Construction – my main issue with the Magic Keyboard lies here. The polyurethane material that is used here does have a nice feel to it, but easily attracts oil from fingers, as well as being prone to scratches or dents. It’s also the same material found on Apple’s Keyboard Folio which is disappointing, due to the fact that you’re paying an incredibly high price for this product. The durability of this keyboard is highly questionable – especially if you’re someone that plans to take this keyboard out often and in different conditions. Look at online reviews of Apple’s Keyboard Folio after months or years of use to get an estimate of what your Magic Keyboard may look like over time.

Additional Thoughts – The USB-C port on the Magic Keyboard provides another charging option which is great, but it cannot detect any hardware being plugged into it. Disappointing? Yes, especially at the $350 price point. But if you feel like the single port on the iPad Pro itself is enough for you, then this drawback will be a bit easier to accept. In terms of overall weight, the Magic Keyboard with iPad Pro attached can feel a little hefty. I personally don’t mind it and I understand the need for the added weight. Lastly, the viewing angles are excellent. I’ve never felt the need to adjust it more than it’s capable of. I love using this keyboard on a table, and it’s pretty comfortable to use in my lap as well. You may experience a tip-over if you have the viewing angle at its max, or if you have the keyboard on your lap unevenly. Overall, I’ve found how to use it in various positions without it tipping over.

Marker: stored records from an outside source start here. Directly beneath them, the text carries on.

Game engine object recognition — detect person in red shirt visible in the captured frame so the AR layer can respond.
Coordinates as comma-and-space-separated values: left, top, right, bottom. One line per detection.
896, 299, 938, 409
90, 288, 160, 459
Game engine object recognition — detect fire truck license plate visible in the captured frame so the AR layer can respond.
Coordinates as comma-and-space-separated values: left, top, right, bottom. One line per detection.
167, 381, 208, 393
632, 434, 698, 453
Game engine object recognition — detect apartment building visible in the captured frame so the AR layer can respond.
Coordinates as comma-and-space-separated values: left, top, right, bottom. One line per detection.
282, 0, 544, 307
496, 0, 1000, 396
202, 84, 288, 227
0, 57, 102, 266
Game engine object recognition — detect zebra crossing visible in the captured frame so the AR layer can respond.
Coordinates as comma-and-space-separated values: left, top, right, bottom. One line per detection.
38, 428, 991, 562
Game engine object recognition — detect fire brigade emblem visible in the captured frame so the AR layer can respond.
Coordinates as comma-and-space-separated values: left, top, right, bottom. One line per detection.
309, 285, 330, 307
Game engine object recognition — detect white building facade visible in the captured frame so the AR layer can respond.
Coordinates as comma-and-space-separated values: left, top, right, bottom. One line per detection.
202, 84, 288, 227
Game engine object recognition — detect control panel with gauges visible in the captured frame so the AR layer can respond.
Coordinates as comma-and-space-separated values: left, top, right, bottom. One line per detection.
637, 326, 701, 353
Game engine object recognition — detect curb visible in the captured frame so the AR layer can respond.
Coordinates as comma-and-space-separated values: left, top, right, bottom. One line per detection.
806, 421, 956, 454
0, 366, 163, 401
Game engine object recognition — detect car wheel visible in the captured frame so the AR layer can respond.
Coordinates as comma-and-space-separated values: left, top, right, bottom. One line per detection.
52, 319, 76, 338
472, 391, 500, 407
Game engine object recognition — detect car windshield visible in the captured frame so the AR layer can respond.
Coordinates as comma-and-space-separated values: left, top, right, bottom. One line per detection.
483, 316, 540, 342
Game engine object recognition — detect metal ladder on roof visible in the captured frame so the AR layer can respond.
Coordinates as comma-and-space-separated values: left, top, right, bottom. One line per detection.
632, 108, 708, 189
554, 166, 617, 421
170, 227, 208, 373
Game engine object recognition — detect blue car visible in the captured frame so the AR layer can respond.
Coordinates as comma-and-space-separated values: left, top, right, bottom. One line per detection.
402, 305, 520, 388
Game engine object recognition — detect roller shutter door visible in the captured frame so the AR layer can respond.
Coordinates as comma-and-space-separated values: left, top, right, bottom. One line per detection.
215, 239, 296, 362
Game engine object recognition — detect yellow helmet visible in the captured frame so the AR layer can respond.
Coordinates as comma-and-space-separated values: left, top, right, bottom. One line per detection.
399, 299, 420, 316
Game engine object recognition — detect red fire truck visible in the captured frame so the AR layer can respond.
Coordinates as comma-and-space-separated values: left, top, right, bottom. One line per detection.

In closing – the Magic Keyboard for iPad Pro is what I and many other iPad users have been wanting since the release of the iPad Pro…or even the iPad itself. It gets a lot of things right and I’m sure you’ll enjoy it if you decide to get it – the iPad experience takes a large leap here. The price can be hard to justify, especially if you feel like it should be a perfect product at the $350 price point. In that case, I would recommend using Apple or 3rd party keyboards/trackpads to get similar functionality.

By ChrisC724 at Best Buy

Alternate of Apple Magic Keyboard for iPad Pro 12.9 (3rd & 4th Generation)

Logitech MX Keys

The Logitech MX Keys and the Apple Magic Keyboard for iPad 2021 are keyboards with low profiles; however, they’re for different uses. The Apple is a folio board meant to be used with the iPad Pro and iPad Air only, so it isn’t compatible with any operating system except for iPadOS. Also, it doesn’t have a USB receiver, Bluetooth, or a cable, so it can’t pair with any other devices since it only uses the Smart Connector to connect to the iPad. On the other hand, the Logitech is for office use, so it has a USB receiver, Bluetooth, and can pair with up to three devices at once. It’s much larger with a function row and a Numpad, and it’s compatible with many operating systems.